Итак, они опять сидели в невыносимо гнетущей и насквозь чужой каюте: Тони, Джульетта, ставшая зачем-то оплотом моральной поддержки или морального унижения, Дима, который просто шел в комплекте с алкоголем, две пустые бутылки от рома и две — опустошенные частично. Никто, конечно, не любил ром по-настоящему, да и не за что эту едкую гадину было любить, но вино приказало долго жить еще несколько недель назад.
— И че, баба сто лет как померла, и даже не особо из-за тебя, а ты все хуй на нее забить не можешь? — спросил Дима, любовно теребя в руках трубку, которую нельзя было курить в помещении.
— У нее был ребенок, Дим. Она была беременна. Я технически убил двоих.
— Дак не факт, что от тебя! Мало ли где нагуляла. Умоляю, какой же ты сложный, всю жизнь сложный, как ебаный… Во, как ебаный клавесин!
Джульетта сбилась, мазнув пальцами мимо клавиш и произведя уродливый диссонанс. Она, вообще-то, с детства ненавидела играть на клавесине, но, выпив, всегда вспоминала об этом своем умении. Спустя пару секунд сопливая баллада продолжилась, то ускоряясь, то замедляясь.
— Не нагуляла. Не могла.
— Да не в этом дело, Тони, — не отрываясь от игры, громко сказала Джульетта. — Вообще не в этом, было и прошло, — мелодия сорвалась на какую-то совсем жалобную ноту. — А в том, что ты теперь себя хоронишь. Зачем-то. Потому что ты…

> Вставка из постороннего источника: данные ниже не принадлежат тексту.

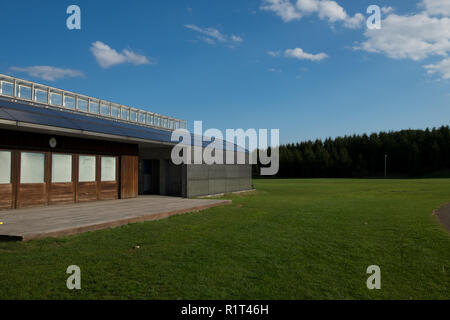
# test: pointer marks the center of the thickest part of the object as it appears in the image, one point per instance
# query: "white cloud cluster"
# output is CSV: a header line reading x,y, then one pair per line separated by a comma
x,y
442,67
212,35
325,9
298,53
415,36
108,57
436,7
48,72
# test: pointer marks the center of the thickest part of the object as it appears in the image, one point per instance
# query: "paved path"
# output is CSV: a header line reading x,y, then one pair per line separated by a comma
x,y
62,220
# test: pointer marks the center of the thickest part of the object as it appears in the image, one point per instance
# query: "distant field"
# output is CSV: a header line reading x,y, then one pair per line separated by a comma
x,y
291,239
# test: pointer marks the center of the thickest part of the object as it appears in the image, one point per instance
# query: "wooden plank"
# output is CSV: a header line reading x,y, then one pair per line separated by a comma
x,y
61,193
87,191
32,194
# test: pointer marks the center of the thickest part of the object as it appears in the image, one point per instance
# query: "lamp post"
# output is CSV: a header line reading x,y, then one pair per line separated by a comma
x,y
385,165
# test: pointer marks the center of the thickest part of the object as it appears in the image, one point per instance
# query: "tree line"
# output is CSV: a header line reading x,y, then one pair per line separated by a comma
x,y
410,153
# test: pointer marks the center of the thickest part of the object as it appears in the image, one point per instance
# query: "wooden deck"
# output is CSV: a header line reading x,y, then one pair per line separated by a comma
x,y
63,220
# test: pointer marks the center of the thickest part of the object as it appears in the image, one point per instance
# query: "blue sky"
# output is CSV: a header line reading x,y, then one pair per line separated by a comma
x,y
237,64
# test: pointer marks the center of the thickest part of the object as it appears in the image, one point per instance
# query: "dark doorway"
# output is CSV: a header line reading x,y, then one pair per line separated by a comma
x,y
149,177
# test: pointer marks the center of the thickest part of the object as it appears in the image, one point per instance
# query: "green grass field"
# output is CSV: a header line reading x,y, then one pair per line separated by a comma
x,y
291,239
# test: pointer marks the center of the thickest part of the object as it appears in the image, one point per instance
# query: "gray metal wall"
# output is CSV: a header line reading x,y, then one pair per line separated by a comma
x,y
205,179
198,179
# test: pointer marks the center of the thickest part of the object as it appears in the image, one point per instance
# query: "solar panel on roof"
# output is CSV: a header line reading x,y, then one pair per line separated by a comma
x,y
63,119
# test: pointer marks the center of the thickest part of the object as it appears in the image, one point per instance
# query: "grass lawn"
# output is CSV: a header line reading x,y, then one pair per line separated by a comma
x,y
291,239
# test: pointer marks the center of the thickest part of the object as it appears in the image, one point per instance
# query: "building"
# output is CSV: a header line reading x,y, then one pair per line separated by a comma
x,y
59,147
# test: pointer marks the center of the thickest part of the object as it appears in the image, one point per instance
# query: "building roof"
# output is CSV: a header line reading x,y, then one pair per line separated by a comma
x,y
23,115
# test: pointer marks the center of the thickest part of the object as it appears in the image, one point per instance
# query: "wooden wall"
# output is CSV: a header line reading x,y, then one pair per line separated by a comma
x,y
18,195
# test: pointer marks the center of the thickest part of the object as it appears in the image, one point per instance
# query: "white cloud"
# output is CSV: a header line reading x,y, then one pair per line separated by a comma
x,y
273,53
298,53
283,8
442,67
436,7
108,57
325,9
48,72
210,32
387,10
211,35
237,39
416,36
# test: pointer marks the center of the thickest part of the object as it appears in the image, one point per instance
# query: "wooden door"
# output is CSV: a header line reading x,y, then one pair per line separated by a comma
x,y
108,177
128,177
32,179
62,179
7,179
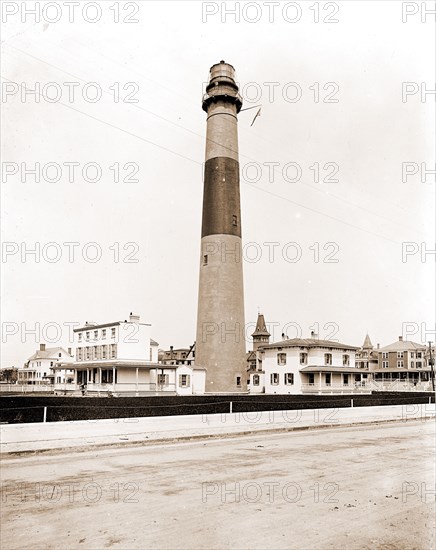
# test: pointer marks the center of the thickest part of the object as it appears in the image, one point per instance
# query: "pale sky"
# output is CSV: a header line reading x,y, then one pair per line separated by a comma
x,y
362,61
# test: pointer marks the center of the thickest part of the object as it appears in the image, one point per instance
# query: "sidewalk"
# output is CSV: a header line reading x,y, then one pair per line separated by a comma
x,y
16,438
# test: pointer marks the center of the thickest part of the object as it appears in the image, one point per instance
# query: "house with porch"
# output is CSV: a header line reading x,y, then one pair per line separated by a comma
x,y
39,369
308,366
120,358
402,366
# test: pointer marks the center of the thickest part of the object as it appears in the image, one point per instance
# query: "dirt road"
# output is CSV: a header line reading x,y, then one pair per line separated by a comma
x,y
353,488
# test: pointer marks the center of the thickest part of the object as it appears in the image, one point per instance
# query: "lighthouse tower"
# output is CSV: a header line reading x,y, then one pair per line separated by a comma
x,y
220,344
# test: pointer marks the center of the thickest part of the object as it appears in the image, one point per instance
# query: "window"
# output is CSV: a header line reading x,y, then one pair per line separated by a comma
x,y
289,378
274,379
163,379
184,380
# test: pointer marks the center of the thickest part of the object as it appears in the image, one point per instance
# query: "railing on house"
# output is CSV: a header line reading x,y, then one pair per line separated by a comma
x,y
117,388
334,388
26,388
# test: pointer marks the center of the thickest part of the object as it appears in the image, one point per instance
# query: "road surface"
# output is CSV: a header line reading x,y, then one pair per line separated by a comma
x,y
366,487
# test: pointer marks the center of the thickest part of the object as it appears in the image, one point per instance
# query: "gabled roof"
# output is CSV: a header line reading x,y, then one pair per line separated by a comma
x,y
403,345
308,343
260,329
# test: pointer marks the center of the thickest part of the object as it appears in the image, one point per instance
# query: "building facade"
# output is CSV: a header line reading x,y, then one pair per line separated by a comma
x,y
120,358
307,366
402,366
39,369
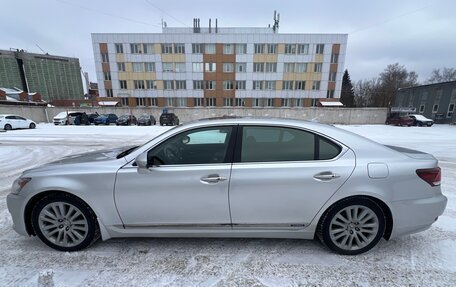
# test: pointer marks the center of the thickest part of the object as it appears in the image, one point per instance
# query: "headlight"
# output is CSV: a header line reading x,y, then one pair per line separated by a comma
x,y
19,183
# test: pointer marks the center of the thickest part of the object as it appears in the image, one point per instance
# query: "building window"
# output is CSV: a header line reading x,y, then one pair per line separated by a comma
x,y
303,49
209,48
286,102
271,67
139,84
270,85
150,85
135,48
228,49
197,85
257,102
240,85
287,85
167,48
107,76
168,67
104,57
240,102
435,109
316,85
272,48
228,102
210,67
210,102
288,67
450,110
257,85
241,49
258,67
198,102
301,67
228,67
138,67
121,67
123,85
197,48
181,85
119,48
168,85
180,67
290,49
149,48
210,85
150,66
181,102
228,85
300,85
197,67
259,48
141,102
179,48
241,67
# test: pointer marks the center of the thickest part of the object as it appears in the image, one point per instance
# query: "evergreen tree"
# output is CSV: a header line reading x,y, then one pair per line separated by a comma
x,y
347,95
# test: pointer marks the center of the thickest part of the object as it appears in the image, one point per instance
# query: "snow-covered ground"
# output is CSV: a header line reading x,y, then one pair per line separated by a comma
x,y
424,259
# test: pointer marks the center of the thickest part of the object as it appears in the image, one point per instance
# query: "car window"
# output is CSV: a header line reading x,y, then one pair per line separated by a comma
x,y
198,146
272,144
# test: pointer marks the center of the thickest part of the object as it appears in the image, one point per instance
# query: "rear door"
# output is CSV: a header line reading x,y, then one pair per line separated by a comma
x,y
282,176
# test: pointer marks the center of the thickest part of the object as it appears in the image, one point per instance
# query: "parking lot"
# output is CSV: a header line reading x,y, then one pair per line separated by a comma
x,y
424,259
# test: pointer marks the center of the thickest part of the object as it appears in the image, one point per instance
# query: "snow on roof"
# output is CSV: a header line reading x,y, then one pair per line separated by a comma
x,y
331,104
108,103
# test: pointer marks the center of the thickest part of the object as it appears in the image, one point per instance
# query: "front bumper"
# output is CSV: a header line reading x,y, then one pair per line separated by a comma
x,y
16,207
411,216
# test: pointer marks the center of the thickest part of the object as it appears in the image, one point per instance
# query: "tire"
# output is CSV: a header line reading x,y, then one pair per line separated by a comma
x,y
66,234
343,234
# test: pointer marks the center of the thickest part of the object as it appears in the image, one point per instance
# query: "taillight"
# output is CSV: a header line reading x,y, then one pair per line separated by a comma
x,y
432,176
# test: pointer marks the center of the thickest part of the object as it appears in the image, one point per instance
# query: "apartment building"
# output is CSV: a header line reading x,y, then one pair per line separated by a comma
x,y
54,77
219,67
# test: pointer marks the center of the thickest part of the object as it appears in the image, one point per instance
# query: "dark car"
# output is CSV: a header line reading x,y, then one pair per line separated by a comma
x,y
146,120
169,119
105,119
400,121
420,120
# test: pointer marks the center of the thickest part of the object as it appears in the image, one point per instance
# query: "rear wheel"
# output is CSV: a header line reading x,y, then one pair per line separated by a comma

— Долбоеб, — закончил Дима.
— Это по-русски?
— По-китайски, Джул. Означает — балбес, но умноженный на три и с налетом мудака.
— Тогда согласна.
Прервались, чокнулись, выпили. Дима чертыхнулся, осознав, что схватил пустую бутылку.

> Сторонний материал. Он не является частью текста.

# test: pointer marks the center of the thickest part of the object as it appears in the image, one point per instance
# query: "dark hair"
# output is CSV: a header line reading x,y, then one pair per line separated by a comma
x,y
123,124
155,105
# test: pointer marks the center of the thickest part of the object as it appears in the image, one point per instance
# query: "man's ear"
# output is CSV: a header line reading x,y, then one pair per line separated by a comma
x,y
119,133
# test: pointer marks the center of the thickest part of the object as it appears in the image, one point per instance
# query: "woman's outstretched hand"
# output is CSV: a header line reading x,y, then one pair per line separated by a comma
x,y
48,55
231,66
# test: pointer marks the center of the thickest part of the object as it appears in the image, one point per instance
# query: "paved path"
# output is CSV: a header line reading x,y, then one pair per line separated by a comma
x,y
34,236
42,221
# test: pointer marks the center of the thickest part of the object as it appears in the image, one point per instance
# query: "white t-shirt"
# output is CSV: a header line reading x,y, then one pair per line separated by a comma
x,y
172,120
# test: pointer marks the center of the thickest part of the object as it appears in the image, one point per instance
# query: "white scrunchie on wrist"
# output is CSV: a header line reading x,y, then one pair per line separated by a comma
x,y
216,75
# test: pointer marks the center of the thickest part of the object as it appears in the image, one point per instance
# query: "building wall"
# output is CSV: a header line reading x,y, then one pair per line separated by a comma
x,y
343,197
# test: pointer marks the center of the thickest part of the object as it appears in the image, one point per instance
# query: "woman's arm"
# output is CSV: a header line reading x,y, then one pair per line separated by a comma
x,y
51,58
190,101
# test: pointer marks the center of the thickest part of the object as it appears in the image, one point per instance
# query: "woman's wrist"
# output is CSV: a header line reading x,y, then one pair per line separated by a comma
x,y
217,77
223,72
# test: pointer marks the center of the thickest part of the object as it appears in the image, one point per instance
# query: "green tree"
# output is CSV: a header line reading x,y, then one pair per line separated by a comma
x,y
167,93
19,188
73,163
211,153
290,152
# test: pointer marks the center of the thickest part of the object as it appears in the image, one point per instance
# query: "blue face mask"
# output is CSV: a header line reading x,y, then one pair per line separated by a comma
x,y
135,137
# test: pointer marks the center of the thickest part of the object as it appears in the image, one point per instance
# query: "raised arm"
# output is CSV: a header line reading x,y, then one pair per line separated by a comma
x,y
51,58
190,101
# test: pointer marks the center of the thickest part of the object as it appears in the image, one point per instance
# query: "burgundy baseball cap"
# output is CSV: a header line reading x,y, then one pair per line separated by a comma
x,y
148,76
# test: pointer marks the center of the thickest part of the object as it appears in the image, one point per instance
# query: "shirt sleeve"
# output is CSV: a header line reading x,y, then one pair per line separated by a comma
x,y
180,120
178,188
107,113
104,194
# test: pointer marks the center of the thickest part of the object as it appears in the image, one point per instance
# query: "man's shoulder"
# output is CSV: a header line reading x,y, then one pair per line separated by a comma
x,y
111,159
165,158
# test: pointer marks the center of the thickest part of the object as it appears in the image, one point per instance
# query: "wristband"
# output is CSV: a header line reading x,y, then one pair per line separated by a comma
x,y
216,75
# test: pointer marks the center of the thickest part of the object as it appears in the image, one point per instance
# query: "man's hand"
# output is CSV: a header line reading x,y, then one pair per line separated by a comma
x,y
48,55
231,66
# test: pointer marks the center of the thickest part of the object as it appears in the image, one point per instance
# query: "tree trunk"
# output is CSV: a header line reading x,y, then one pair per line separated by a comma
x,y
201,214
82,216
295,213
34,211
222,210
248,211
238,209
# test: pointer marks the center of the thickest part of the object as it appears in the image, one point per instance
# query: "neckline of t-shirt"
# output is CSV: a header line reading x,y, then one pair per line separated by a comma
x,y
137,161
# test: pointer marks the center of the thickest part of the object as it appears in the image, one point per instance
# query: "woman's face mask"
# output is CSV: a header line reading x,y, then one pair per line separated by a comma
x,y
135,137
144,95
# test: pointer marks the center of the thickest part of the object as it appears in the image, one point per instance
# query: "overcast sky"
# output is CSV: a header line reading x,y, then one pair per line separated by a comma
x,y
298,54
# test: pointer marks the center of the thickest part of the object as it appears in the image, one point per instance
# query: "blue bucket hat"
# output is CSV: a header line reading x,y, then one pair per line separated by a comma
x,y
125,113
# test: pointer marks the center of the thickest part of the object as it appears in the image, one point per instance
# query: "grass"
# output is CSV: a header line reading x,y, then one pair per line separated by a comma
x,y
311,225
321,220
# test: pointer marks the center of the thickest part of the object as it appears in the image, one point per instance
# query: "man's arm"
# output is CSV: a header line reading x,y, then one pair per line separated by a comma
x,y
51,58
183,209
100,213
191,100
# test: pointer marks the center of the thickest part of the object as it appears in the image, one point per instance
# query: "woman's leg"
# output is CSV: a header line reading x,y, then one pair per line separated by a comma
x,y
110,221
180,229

— Нет, я серьезно. Мой единственный талант — приносить боль тем, кто меня любит, — меланхолично продолжил Тони.
— А еще — формулировать мысли так, будто ты в плохом романе, — кивнул Дима.

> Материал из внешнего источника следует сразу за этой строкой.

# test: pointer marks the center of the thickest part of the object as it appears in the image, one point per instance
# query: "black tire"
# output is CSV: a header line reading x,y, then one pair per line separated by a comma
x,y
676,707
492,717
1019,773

— Твой единственный талант, Тони — все решать за других. Но решения — вообще не твоя сильная сторона.
— Вы мне жизнь спасли. Вы, Алекс, Питер и… он. А я вас только чуть не угробил несколько раз.
— Ты хочешь услышать, что ты меня тоже спас? Если твоему эго это так нужно, то держи — ты меня тоже спас. Доволен? — Дима забрал из рук Тони бутылку и сделал крупный глоток. Закашлялся.
— Если бы я за тобой с самого начала проследил, и спасать бы не пришлось.
— Вот, видишь, в чем твоя проблема! — Джульетта с особенной яростью ударила по клавесину. — Ты опять решаешь за других. И думаешь, что должен все контролировать, когда и себя не контролируешь толком.
Не будь Тони пьян, его бы это даже задело.
— А что ты предлагаешь?
— Хотя бы перестать делать вид, что ты не по уши.
— Потому что это не так!
— Ага, поэтому ты со вчерашнего дня как мешком пришибленный. И бухаешь тут. С нами. И ноешь. Нам.
— Вы первые про это начали.
Дима расхохотался.
— Чувак, знаешь что? Мне, если честно, поебать глубоко, что у вас там происходило и происходит. Но мне на тебя рассопливившегося смотреть вообще никакой радости. Ну, типа, не знаю, мужик, возьми себя в руки!
— Он не говорил мне ничего, — помолчав с полминуты, невпопад ответил Тони. — Просто поцеловал. И все.
— А глаз у тебя нет? — спросила Джульетта.
— Есть. Но как ты это представляешь? «Я знаю, что ты в меня влюблен, но предупреждаю, что не надо, я… долбоеб? Поэтому сворачивайся как-нибудь»?
Джульетта вздохнула так, будто на ее глазах котенок наблевал на свежее постельное белье.
— Он когда в тебя влюбился?
— А я знаю?
— Знаешь. Когда ты его спас. В тот самый момент. Ты посмотри на него. Ну, вспомни. Он же без страха едва ли справляется с тем, чтобы дышать, а ты от него решительных действий ждал. Поздравляю, дружище, — Джульетта выразительно, торжественно закончила музыкальную фразу. — Ты все проебал!
— За то, чтобы все красиво проебывать! — нашелся Дима, поднимая бутылку.
Они звонко стукнулись стеклом, и Джульетта начала что-то отчаянно-веселое, бодрое, беспросветное, как марш.